Poderemos perguntar, que razão terá levado Natália Correia a enviar as provas do seu livro ao autor de As Mãos e os Frutos (1948)[2] e de Os Amantes Sem Dinheiro (1950)[3]. Poderemos também perguntar de que livro se tratava. Ora, além de amigos, Eugénio de Andrade – que vivera em Lisboa (1932-1950) –, estava muito à frente no seu percurso poético. Entre 1942 e 1954, publicara quatro livros de poesia e os seus poemas, que também constavam de duas antologias, eram aclamados pela crítica: Eduardo Lourenço, Jorge de Sena, Nemésio, entre outros, colocavam-no num patamar de grande inovação e consistência poética. Enquanto isso, Natália, para além de duas narrativas, publicadas na década de quarenta[4], e de Descobri que era Europeia (1951)[5], publicara o primeiro livro de poesia, Rio de Nuvens, em 1947. E, de facto, entre este primeiro título e o segundo livro de poesia, Poemas (1955)[6], existe um grande caminho de maturação literária. Por outro lado, o livro é publicado no Porto, daí também a intervenção do poeta junto do editor: tendo em conta o cerco da P.I.D.E. à vida e à obra da autora, que além de relatórios, depois de a perseguir, violava a correspondência da poeta[7], é natural que fosse mais fácil publicar longe de Lisboa, onde vivia, com a cumplicidade de Eugénio de Andrade. Ora, os documentos, que aqui vos apresentamos, falam exactamente das provas de Poemas, um livro fundamental para a autora açoriana, após o interregno de sete anos que justifica plenamente ter recorrido à maioridade do amigo e poeta, Eugénio de Andrade. O segundo documento, embora não datado, continua o assunto do primeiro – onde se percebe a impaciência de Natália: «terá que ter paciência e aguardar até ao fim do mês»[8]. É muito provável que a segunda carta tenha sido escrita umas quatro semanas após a primeira.

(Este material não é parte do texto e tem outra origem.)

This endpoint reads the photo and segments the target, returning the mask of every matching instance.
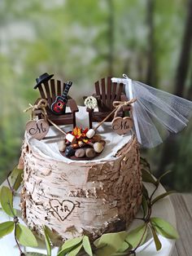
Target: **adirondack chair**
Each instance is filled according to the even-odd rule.
[[[114,101],[128,101],[125,94],[123,92],[123,83],[111,82],[111,77],[107,77],[107,79],[102,78],[100,82],[97,81],[94,85],[96,93],[93,96],[97,99],[98,111],[87,108],[89,128],[92,128],[94,121],[101,121],[114,109]],[[124,107],[123,111],[118,113],[118,116],[124,117],[125,111],[129,111],[130,108],[129,106]],[[111,121],[114,115],[111,115],[106,121]]]
[[[50,106],[55,101],[56,96],[62,95],[62,92],[65,88],[65,84],[62,83],[59,80],[50,79],[49,81],[43,81],[41,83],[34,87],[34,89],[37,88],[38,88],[41,98],[37,99],[36,104],[41,99],[47,99],[48,107],[46,108],[46,112],[48,118],[58,126],[73,124],[73,127],[75,127],[76,113],[78,112],[79,109],[76,101],[70,96],[68,96],[67,103],[67,106],[70,108],[70,113],[65,113],[62,115],[55,115],[50,109]],[[35,113],[39,118],[41,118],[41,110],[37,109]]]

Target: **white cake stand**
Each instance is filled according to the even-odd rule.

Mas esta data traz-nos também outra curiosidade, que ligaria ainda ambos os poetas, nos anos seguintes: ambos tinham uma ligação muito profunda com as suas mães: ambas morrerão em 1956, iniciando um ciclo de indelével perda que a poesia de ambos potenciará. Na realidade, a cumplicidade e a amizade entre os dois poetas será perene, conforme atesta a dedicatória de Eugénio de Andrade, igualmente incluída neste documento do mês[9]:

«A Natália

– estes quarenta anos de poesia,

quase tantos como os da nossa

amizade,

com desejos de um Bom Natal,

Dezembro 1981

Eugénio»

 

 

Direitos de autor do texto – ÂA / BPARPD

 

[1] Uma carta, datada de Dezembro de 1954, 2 fl.s, sendo que o segundo fólio está em branco (BPARPD. Arquivo Natália Correia, doc. 529), e a outra, não datada, 2 fl.s (BPARPD. Arquivo Natália Correia, doc. 528).

[2] ANDRADE, Eugénio de (1948). As Mãos e os Frutos. Porto: Editorial Império.

[3] ANDRADE, Eugénio de (1950). Os Amantes Sem Dinheiro. Lisboa: Centro Bibliográfico.

[4] CORREIA, Natália (1945). Grandes Aventuras de um Pequeno Herói. Porto: Editorial Astra; CORREIA, Natália (1946). Anoiteceu no Bairro. Lisboa: Casa do Livro.

[5] CORREIA, Natália (1951). Descobri que era Europeia- Impressões duma Viagem à América. Lisboa: Portugália.

[6] CORREIA, Natália (1955). Poemas. Porto: ed. da autora.

[7] A partir de 1958, o Estado Novo, através da P.I.D.E. confiscará oito títulos de Natália Correia.

[8] Carta de Dezembro de 1954 (BPARPD. Arquivo Natália Correia, doc. 529).

[9] ANDRADE, Eugénio (1981). Poesia e Prosa. Com um autógrafo do autor, dedicado a Natália Correia. Porto: Limiar (2.ª ed.).